Kurt felt the glider accelerate backward as a powered conveyer belt sped him toward the back end of the plane. And then he dropped, and was slammed back even harder as the torpedo-shaped glider hit the 500-knot airstream.
Seconds later, a tiny drogue chute deployed behind the glider, and the g-forces from the deceleration hit Kurt as hard as a launch from a carrier deck, but in the opposite way.
The restraint harness crushed Kurt’s shoulders as he slid forward. His arms bent, and his hands bore the rest of his weight, and all the while his eyes felt like they might pop out of his head.
It went like that for a good ten seconds before the deceleration slowed.
Once he got his body stabilized, Kurt scanned the heads-up display. “Four hundred,” Kurt called out to no one but himself. A few seconds later, “Three-fifty…”
The glider slowed and dropped, heading toward the waters of the central Atlantic like a giant artillery shell or a manned bomb. Finally, as the speed dropped below 210 knots, Kurt released the chute.
It broke away with a resounding clang, and the descent went from a shaky violent ride to an unnervingly smooth one. The whistling wind was almost completely blocked out by his helmet, and the buffeting was all but gone.
A moment later, as the airspeed hit 190, a pair of stubby wings extended, forced outward by a powered screw jack.
This was the most dangerous moment of the flight, in Kurt’s mind. Prototypes had been lost when the wings did not extend evenly, causing the glider to spin out of control and break apart.
True, he still had a parachute on if that happened, but there was no telling what it might do to his body if the vehicle began to spin out of control or came apart in midair at nearly 200 knots.

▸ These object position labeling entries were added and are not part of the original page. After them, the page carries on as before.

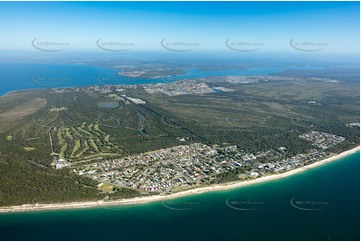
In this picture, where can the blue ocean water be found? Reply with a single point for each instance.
(319, 204)
(19, 76)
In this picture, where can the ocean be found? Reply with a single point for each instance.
(318, 204)
(21, 76)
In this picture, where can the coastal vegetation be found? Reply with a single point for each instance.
(42, 127)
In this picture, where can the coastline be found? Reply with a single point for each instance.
(156, 198)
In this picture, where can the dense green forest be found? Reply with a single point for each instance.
(254, 117)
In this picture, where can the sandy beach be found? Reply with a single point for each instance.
(140, 200)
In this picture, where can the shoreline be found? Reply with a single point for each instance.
(156, 198)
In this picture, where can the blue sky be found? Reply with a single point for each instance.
(271, 25)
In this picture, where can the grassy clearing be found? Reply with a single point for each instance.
(76, 147)
(60, 136)
(62, 151)
(107, 137)
(86, 147)
(94, 145)
(67, 133)
(106, 187)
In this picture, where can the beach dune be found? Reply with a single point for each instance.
(140, 200)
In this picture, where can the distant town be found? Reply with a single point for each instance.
(185, 166)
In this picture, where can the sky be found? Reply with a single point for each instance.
(264, 27)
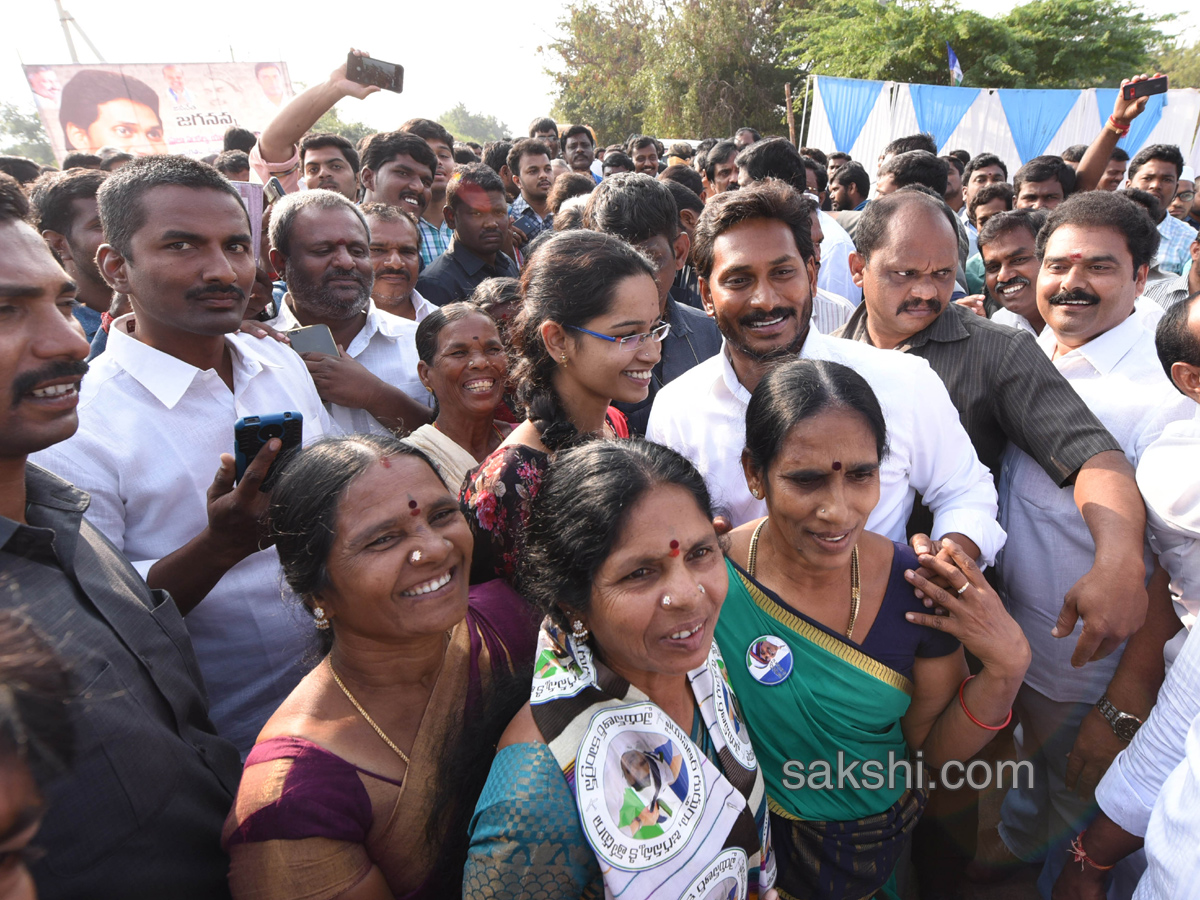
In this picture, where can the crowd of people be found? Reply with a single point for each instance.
(654, 508)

The wings locked into place, accompanied by tremendous pressure on Kurt’s chest and stomach, as the glider developed lift and transformed itself from a manned missile on a downward-sloping trajectory to an aircraft pulling up and then flying almost straight and level.
Once Kurt had control, he decided to test the wings to make sure all was working well. He banked right and then left. He put the glider back into a dive and then leveled off, and used its momentum to enter a climb.

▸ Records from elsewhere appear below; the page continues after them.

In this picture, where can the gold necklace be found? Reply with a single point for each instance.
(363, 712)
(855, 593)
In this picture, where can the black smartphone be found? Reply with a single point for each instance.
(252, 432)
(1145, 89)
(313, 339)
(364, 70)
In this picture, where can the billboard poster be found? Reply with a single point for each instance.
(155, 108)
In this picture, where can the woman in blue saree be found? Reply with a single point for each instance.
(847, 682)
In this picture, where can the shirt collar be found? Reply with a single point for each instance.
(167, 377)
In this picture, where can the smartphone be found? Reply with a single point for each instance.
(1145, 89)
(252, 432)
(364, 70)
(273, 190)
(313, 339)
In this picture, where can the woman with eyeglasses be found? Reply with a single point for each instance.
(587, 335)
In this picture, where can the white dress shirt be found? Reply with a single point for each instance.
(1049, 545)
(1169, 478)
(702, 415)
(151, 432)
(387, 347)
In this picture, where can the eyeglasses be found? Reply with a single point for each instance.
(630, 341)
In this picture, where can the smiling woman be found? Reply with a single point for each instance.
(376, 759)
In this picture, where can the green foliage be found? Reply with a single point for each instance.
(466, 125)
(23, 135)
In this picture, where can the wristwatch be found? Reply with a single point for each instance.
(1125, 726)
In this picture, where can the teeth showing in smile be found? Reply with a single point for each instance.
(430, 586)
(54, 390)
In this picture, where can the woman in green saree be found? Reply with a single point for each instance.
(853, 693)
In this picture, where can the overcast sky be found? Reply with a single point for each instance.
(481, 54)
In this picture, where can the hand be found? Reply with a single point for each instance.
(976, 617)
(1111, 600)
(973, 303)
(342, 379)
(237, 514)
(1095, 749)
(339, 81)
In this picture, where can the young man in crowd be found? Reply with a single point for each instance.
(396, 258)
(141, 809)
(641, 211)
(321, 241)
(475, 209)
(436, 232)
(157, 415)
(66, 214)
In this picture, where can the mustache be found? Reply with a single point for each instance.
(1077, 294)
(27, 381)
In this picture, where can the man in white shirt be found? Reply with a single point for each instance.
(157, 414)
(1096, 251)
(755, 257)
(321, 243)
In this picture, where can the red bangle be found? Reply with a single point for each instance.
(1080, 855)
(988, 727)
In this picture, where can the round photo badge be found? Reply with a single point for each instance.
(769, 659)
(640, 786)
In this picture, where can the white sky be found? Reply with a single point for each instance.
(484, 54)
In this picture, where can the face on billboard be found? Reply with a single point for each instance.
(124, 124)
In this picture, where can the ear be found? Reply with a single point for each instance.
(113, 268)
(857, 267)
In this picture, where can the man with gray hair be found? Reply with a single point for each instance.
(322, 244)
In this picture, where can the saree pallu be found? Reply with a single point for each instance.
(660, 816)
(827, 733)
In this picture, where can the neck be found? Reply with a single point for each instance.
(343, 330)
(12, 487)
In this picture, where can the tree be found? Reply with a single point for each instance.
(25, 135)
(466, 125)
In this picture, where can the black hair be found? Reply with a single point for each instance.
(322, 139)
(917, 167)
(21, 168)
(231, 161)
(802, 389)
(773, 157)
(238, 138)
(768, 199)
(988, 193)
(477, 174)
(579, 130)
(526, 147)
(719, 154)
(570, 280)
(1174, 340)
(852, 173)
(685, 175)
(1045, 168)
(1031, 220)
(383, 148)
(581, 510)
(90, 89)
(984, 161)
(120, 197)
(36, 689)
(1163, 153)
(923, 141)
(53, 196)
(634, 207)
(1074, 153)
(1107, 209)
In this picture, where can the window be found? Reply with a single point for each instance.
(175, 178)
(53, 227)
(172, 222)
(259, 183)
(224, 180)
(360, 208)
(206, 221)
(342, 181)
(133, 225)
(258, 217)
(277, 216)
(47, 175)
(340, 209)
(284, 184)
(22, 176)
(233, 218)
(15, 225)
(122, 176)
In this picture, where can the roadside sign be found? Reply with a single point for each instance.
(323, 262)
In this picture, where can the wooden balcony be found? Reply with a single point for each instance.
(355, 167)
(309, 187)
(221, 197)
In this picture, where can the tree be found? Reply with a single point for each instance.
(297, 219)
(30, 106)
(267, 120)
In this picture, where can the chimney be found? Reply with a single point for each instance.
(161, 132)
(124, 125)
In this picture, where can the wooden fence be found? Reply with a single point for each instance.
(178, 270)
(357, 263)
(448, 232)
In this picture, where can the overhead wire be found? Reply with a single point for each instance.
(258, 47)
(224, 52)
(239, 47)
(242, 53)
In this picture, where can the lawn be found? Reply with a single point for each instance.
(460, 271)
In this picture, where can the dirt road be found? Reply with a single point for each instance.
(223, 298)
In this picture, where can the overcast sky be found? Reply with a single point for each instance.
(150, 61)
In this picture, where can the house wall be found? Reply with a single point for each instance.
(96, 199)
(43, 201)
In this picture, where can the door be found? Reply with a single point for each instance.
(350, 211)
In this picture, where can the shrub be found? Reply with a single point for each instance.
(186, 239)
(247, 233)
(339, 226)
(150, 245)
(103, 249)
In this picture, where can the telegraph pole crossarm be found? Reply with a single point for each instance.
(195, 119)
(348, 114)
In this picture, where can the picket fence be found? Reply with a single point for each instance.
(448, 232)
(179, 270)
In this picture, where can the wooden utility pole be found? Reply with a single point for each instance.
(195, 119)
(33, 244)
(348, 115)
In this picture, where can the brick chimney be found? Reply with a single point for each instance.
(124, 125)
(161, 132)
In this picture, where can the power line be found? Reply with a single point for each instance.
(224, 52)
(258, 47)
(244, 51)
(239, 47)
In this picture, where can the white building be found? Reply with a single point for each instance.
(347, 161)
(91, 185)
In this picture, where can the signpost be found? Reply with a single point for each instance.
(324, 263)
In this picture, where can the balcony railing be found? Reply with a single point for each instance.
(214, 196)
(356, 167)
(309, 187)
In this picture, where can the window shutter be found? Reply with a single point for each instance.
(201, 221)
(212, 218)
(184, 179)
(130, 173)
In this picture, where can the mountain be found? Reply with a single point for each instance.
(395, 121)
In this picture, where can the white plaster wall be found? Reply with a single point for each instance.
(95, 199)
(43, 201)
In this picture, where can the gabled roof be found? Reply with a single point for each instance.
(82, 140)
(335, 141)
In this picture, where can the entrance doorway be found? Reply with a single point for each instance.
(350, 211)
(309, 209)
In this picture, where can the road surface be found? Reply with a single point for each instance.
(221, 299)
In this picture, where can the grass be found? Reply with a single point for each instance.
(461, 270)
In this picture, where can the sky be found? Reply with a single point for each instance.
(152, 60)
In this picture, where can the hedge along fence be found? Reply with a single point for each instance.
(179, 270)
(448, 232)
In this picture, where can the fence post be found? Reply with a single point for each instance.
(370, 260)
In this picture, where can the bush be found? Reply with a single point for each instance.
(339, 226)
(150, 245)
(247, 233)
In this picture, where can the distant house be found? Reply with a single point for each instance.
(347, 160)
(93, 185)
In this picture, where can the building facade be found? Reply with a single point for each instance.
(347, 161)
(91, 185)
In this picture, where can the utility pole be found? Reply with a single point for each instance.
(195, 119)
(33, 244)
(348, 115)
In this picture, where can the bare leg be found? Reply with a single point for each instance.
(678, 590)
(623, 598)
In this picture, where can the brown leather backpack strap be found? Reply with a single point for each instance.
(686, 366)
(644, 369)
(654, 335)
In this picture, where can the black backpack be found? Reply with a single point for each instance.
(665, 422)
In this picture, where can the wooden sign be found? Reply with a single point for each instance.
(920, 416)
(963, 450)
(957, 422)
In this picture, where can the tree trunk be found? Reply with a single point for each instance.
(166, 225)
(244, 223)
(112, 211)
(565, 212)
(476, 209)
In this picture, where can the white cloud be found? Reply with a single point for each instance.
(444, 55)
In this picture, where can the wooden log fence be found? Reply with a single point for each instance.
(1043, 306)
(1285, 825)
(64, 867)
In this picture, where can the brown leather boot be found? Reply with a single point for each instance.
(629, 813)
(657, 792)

All systems were go, and despite the danger ahead and all Joe’s pessimism, Kurt could not remember feeling such exhilaration. It was the closest thing he could imagine to being granted the power of flight, like a great bird.
The little glider responded instantly to his touch, and he found he could turn it by using his weight and leaning this way or that like a motorcyclist racing along an open road.
All was dark around him, save the dim illumination of the heads-up display and the pinpoint lights of the stars.